He finished by turning to a chapter in Isaiah, which he said predicted the death, burial, and resurrection of Jesus seven hundred years before it happened: "He was despised and rejected by men, a man of sorrows and familiar with suffering . . .. But he was pierced for our transgressions, he was crushed for our iniquities, the punishment that brought us peace was upon him, and by his wounds we are healed . . .. He was assigned a grave with the wicked, and with the rich in his death, though he had done no violence . . .. After the suffering of his soul, he will see the light of life and be satisfied."

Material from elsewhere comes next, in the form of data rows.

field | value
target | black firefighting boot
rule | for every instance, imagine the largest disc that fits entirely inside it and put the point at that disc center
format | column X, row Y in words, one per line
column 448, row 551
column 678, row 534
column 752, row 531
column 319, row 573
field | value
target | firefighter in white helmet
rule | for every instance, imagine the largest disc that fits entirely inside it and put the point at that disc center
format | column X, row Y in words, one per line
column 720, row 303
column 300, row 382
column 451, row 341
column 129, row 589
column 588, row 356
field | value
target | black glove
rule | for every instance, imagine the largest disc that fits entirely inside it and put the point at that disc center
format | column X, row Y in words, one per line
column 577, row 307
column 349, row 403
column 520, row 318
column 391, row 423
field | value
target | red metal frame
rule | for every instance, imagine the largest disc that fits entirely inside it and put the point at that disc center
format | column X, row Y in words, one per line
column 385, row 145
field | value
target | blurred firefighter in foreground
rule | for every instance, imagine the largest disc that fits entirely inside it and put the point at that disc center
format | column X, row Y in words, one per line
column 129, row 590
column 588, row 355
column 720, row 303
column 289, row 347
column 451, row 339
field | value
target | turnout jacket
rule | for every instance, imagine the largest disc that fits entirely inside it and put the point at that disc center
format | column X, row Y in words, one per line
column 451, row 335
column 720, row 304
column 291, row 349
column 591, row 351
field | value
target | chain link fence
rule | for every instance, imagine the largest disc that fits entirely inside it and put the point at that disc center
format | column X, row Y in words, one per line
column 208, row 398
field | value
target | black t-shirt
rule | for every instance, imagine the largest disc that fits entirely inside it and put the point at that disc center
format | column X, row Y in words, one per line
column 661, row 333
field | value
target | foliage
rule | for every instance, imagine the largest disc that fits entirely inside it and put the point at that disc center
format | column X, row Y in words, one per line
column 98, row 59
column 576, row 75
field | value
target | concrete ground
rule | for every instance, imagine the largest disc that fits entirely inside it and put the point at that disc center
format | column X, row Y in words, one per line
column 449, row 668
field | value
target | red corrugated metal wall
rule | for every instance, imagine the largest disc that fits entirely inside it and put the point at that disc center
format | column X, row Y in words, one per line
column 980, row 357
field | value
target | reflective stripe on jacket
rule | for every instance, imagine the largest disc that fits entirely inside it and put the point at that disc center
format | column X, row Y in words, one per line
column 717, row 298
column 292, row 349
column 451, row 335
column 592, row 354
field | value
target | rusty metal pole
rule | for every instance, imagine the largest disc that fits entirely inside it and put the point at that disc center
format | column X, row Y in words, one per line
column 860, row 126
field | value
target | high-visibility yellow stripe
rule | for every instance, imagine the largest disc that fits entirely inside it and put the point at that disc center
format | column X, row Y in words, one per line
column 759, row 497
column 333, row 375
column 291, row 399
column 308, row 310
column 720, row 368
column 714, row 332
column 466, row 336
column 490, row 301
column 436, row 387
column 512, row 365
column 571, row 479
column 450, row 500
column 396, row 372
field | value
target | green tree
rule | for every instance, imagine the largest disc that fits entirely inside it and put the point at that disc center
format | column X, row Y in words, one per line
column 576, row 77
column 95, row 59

And then, he looked at me with those gentle eyes of his.

Tom got up, grabbed his tray, and said, "I think it's time we got back to work. Don't you, Cleo? I'll be waiting upstairs to talk with you about the Dataplus project." And he left.

But I wasn't ready to leave. I wasn't about to let some religious fanatic come in and ruin my lunch like this. "Those verses don't mean a thing to me," I said. "A little planning ahead, a little coincidence, a little glossing of the text, and it comes out looking like a miracle. Well, I sure don't call that ‘overwhelming evidence'!"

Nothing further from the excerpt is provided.